The body further argues that its members are serving the county under the Universal Healthcare Coverage (UHC). This is an initiative which the KPHS says can only be achieved through a motivated workforce.

It has outlined several situations that could arise a result of the stagnation, which it claims puts its members on the losing end. According to the KPHS, failing to promote the workers could create disharmony between the serving medical officers and their juniors on the entry-level. The long-serving officers risk losing their fair share of retirement packages, which are calculated as per terms and years of service due to the failure to be promoted.

The medical officers have therefore highlighted five areas they want to be addressed by the two administrations in Nairobi.

They want all eligible workers to be promoted into their respective next job groups. In this, they recommend three-step job group promotions to those who have served for 9 years and two-step job group promotion for those who have served for 6 to 8 years.

They want those who served in USAID Capacity Projects to be considered for promotions as was directed by the Ministry of Health in a circular dated December 19, 2013.

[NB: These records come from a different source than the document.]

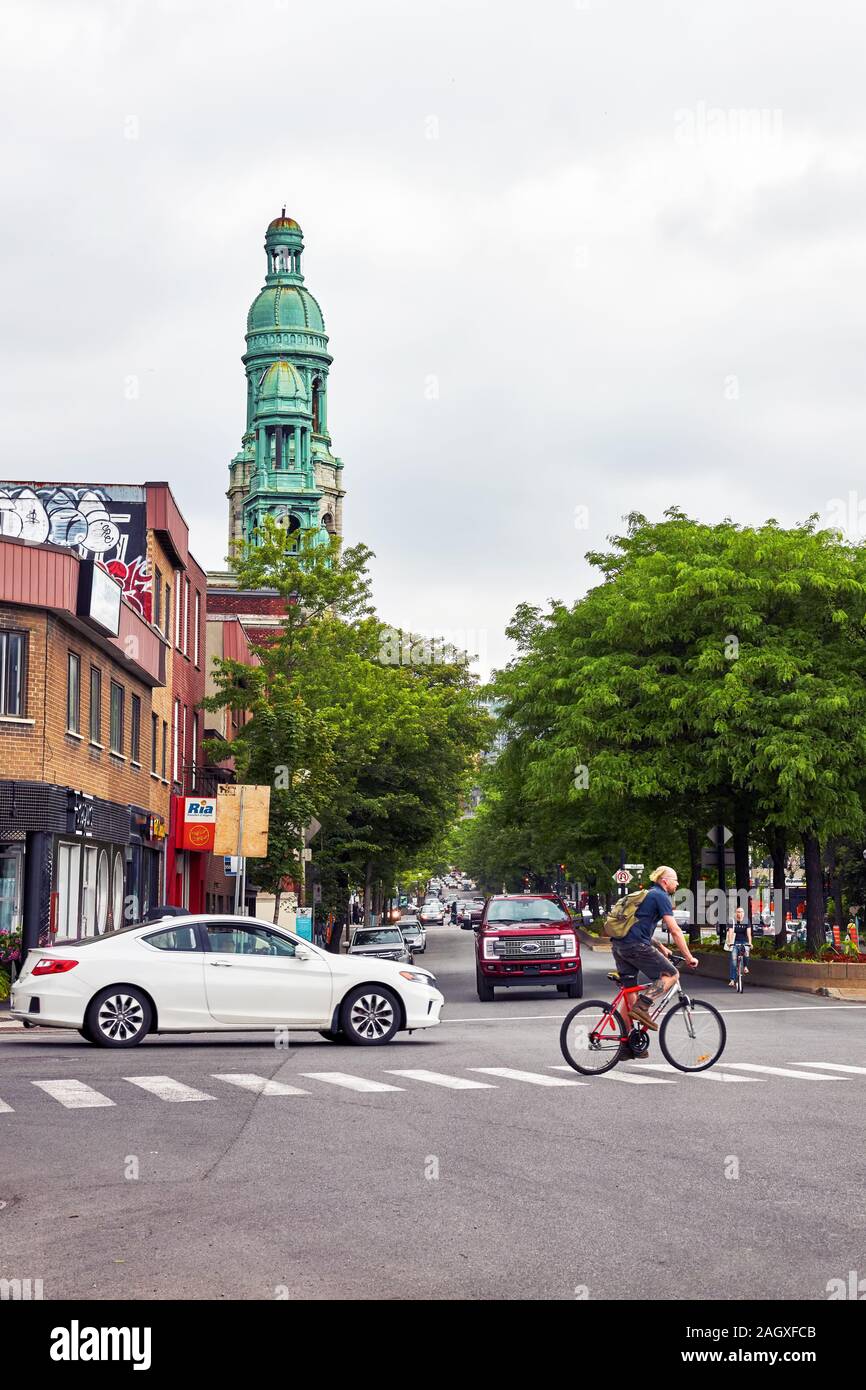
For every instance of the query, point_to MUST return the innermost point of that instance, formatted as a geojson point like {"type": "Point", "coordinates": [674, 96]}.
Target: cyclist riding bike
{"type": "Point", "coordinates": [637, 952]}
{"type": "Point", "coordinates": [740, 943]}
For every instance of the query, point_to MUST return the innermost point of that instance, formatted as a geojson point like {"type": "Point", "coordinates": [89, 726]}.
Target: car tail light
{"type": "Point", "coordinates": [50, 966]}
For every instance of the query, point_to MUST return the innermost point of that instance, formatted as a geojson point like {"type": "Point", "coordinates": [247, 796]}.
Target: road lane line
{"type": "Point", "coordinates": [781, 1070]}
{"type": "Point", "coordinates": [352, 1083]}
{"type": "Point", "coordinates": [706, 1076]}
{"type": "Point", "coordinates": [453, 1083]}
{"type": "Point", "coordinates": [836, 1066]}
{"type": "Point", "coordinates": [166, 1089]}
{"type": "Point", "coordinates": [533, 1077]}
{"type": "Point", "coordinates": [262, 1084]}
{"type": "Point", "coordinates": [74, 1096]}
{"type": "Point", "coordinates": [630, 1077]}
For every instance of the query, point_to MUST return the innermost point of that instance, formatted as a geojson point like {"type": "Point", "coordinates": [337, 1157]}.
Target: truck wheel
{"type": "Point", "coordinates": [576, 988]}
{"type": "Point", "coordinates": [484, 987]}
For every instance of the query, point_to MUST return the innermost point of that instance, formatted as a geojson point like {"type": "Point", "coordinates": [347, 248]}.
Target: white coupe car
{"type": "Point", "coordinates": [205, 973]}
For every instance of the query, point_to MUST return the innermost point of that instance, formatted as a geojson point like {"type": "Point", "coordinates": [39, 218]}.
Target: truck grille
{"type": "Point", "coordinates": [541, 948]}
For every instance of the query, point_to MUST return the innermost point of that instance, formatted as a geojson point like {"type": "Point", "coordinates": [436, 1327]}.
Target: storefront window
{"type": "Point", "coordinates": [10, 891]}
{"type": "Point", "coordinates": [102, 893]}
{"type": "Point", "coordinates": [117, 893]}
{"type": "Point", "coordinates": [68, 872]}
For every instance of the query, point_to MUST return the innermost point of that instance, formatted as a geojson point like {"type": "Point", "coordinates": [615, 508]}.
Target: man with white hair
{"type": "Point", "coordinates": [637, 952]}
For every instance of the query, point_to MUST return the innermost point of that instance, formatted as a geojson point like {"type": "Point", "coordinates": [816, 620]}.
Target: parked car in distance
{"type": "Point", "coordinates": [220, 975]}
{"type": "Point", "coordinates": [385, 943]}
{"type": "Point", "coordinates": [433, 911]}
{"type": "Point", "coordinates": [526, 940]}
{"type": "Point", "coordinates": [413, 933]}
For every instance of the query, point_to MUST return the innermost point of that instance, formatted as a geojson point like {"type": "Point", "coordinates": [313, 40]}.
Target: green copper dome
{"type": "Point", "coordinates": [282, 389]}
{"type": "Point", "coordinates": [284, 306]}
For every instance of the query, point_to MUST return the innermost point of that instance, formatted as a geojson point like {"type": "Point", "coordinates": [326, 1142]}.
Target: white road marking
{"type": "Point", "coordinates": [167, 1089]}
{"type": "Point", "coordinates": [533, 1077]}
{"type": "Point", "coordinates": [836, 1066]}
{"type": "Point", "coordinates": [781, 1070]}
{"type": "Point", "coordinates": [626, 1076]}
{"type": "Point", "coordinates": [74, 1096]}
{"type": "Point", "coordinates": [708, 1076]}
{"type": "Point", "coordinates": [453, 1083]}
{"type": "Point", "coordinates": [352, 1083]}
{"type": "Point", "coordinates": [262, 1084]}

They also want the County Public Service Board and Public Service Commission to have a waive for the health workers outside common cadre. The PHS says the notice is in conformity with the contents of the agreement it signed with the government last year.

“KUCO and KNUN signed a written Return to Work Agreement on November 15, 2019, and today many issues remain unresolved and the special committee recommendations have not been acted upon as promised,” it states. It has issued a two-day ultimatum for action.

“Failure to do so by September 9, 2020, will result in the lifting of the suspension of the industrial action which commenced on November 10, 2019,” the KPHS warns.